The idea itself isn't new, but Neves has used a fifty-year-old mathematical trick describing black holes to show how our Universe needn't have had such a compact start to existence.
At first glance, our Universe doesn't seem to have a lot in common with black holes. One is expanding space full of clumpy bits; the other is mass pulling at space so hard that even light has no hope of escape.
But at the heart of both lies a concept known as a singularity – a volume of energy so infinitely dense, we can't even begin to explain what's going on inside it.
"There are two kinds of singularity in the Universe," says Neves.
"One is the alleged cosmological singularity, or Big Bang. The other hides behind the event horizon of a black hole."
Taken a step further, some propose the Universe itself formed from a black hole in some other bubble of space-time.
No matter which kind we're talking about, singularities are zones where Einstein's general relativity goes blind and quantum mechanics struggles to take over.
Sci-fi writers might love them, but the impossible nature of singularities makes them a frustrating point of contention among physicists.
The problem is, if we rewind the expanding Universe, we get to a point where all of that mass and energy was concentrated in an infinitely dense point. And if we crunch the numbers on collapsing massive objects, we get the same kind of thing.
Singularities might break physics, but so far we haven't been able to rule them out.
On the other hand, some physicists think there's some wiggle room. Theoretically speaking, not all models of a black hole need a singularity to exist.
"There are no singularities in so-called regular black holes," says Neves.
In 1968, a physicist by the name of James Bardeen came up with a solution to the singularity problem.
He devised a way of mathematically describing black holes that did away with the need for a singularity somewhere beyond its event horizon, calling them 'regular black holes'.

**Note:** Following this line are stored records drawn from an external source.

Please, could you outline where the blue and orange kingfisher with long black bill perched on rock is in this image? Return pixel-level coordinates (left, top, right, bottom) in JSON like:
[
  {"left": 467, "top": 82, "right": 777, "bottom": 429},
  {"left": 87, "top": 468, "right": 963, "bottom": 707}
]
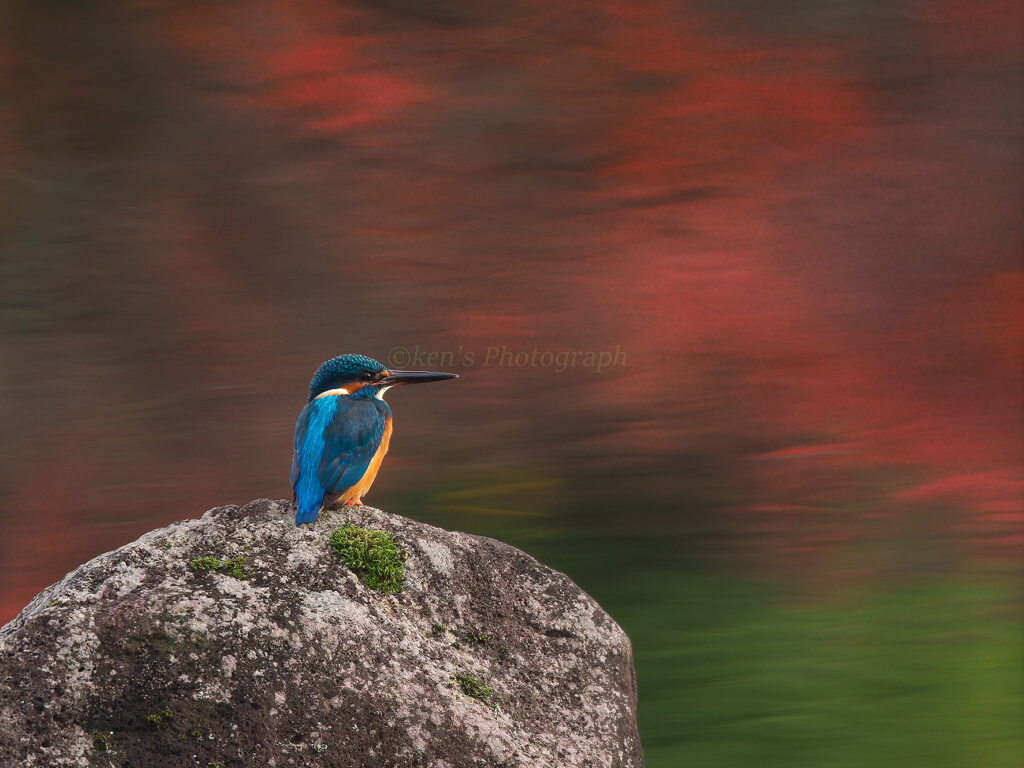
[{"left": 291, "top": 354, "right": 459, "bottom": 525}]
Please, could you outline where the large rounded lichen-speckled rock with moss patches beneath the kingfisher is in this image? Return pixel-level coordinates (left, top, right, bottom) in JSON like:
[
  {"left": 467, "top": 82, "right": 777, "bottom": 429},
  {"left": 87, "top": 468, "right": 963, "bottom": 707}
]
[{"left": 0, "top": 500, "right": 642, "bottom": 768}]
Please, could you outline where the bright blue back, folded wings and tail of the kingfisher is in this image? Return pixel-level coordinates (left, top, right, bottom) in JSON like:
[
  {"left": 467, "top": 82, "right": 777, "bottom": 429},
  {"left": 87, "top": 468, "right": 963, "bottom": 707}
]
[{"left": 292, "top": 396, "right": 386, "bottom": 523}]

The history and reasoning behind Bardeen's model is, well, super dense; but for a tl;dr version – he assumed that the mass at the heart of a black hole needn't be constant, but could be described using a function that depended on how far from its centre you were.
That means we can dust our hands of any stupid singularities, as mass still behaves as if it has volume. Even as it is still squeezed into a tight space.

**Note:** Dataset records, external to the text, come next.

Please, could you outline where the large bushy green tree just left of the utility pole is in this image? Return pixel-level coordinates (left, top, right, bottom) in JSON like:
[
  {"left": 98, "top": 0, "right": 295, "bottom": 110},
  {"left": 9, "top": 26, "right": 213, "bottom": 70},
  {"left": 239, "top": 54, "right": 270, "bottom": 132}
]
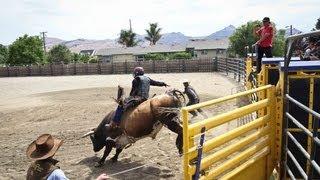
[{"left": 7, "top": 35, "right": 45, "bottom": 66}]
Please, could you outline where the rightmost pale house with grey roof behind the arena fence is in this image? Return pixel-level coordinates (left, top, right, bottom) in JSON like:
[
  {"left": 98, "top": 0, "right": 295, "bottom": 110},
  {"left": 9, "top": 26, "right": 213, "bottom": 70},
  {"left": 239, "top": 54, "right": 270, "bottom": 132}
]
[{"left": 186, "top": 39, "right": 229, "bottom": 59}]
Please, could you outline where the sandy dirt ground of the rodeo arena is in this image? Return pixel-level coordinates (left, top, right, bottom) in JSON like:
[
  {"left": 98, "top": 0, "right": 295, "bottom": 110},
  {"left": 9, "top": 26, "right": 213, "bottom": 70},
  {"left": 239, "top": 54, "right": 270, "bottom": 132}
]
[{"left": 0, "top": 73, "right": 237, "bottom": 180}]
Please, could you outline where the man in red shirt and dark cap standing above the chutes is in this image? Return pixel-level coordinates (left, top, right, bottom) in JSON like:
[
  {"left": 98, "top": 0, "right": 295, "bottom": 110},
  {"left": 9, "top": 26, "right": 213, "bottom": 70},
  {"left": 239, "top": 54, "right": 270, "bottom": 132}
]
[{"left": 254, "top": 17, "right": 273, "bottom": 73}]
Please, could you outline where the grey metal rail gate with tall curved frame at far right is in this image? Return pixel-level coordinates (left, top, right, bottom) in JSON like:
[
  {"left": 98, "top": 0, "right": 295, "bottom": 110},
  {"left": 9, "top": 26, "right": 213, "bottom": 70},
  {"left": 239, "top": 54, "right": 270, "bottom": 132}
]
[{"left": 280, "top": 30, "right": 320, "bottom": 179}]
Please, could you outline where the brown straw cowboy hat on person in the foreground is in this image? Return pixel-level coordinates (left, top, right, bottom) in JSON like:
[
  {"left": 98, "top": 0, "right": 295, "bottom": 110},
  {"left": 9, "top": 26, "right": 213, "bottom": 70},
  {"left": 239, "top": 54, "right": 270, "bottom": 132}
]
[{"left": 26, "top": 134, "right": 63, "bottom": 160}]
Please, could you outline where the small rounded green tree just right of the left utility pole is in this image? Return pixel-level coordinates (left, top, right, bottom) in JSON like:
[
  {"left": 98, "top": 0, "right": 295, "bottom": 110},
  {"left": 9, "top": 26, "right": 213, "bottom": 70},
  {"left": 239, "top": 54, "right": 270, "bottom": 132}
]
[{"left": 48, "top": 44, "right": 72, "bottom": 64}]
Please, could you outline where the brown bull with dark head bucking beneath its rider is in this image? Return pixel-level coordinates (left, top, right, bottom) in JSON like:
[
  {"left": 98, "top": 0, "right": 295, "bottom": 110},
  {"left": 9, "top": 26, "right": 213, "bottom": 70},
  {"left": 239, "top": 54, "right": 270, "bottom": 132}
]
[{"left": 83, "top": 90, "right": 185, "bottom": 166}]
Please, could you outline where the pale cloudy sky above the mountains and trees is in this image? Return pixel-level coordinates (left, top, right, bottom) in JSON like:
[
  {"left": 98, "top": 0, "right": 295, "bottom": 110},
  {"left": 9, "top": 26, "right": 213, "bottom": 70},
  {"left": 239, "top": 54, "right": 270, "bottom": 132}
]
[{"left": 0, "top": 0, "right": 320, "bottom": 45}]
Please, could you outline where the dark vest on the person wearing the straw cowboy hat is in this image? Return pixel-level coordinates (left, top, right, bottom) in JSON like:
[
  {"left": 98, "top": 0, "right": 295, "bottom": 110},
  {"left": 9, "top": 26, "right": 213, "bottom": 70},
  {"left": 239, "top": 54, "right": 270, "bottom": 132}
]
[{"left": 26, "top": 160, "right": 59, "bottom": 180}]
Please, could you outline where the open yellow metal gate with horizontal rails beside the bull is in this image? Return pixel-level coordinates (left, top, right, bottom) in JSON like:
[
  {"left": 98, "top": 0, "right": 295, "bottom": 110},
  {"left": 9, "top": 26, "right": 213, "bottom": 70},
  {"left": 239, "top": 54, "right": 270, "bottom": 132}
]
[{"left": 181, "top": 85, "right": 276, "bottom": 180}]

Neves suggests we take Bardeen's work even further and apply it to that other annoying singularity – the cosmological variety that preceded the Big Bang.
By assuming the rate of the Universe's expansion depended not just on time, but its scale as well, he showed there was no need for a quantum leap out of a singularity into a dense, voluminous space 13.82 billion years ago.
So what happened instead?
"Eliminating the singularity or Big Bang brings back the bouncing Universe on to the theoretical stage of cosmology," says Neves.
This 'bouncing Universe' is actually a century-old idea that the expanding Universe as we experience it today is space bouncing back outwards after a previous contraction.
Though it's currently somewhat of a fringe concept in cosmology, Neves supports the view that traces of the pre-collapse Universe might have survived the Big Crunch. If so, finding those scars might help validate the hypothesis.
"This image of an eternal succession of universes with alternating expansion and contraction phases was called the cyclical Universe, which derives from bouncing cosmologies," says Neves.
Until we have solid observations, the bouncing Universe model will no doubt stay in the 'nice idea' basket.
Still, anything that solves the singularity problem deserves investigating. Neves's work is just one of a number of possible solutions that swaps around assumptions to eliminate the need for physics-breaking impossibilities.
It's a sticking point we'll need to solve sooner or later.
This research was published in General Relativity and Gravitation.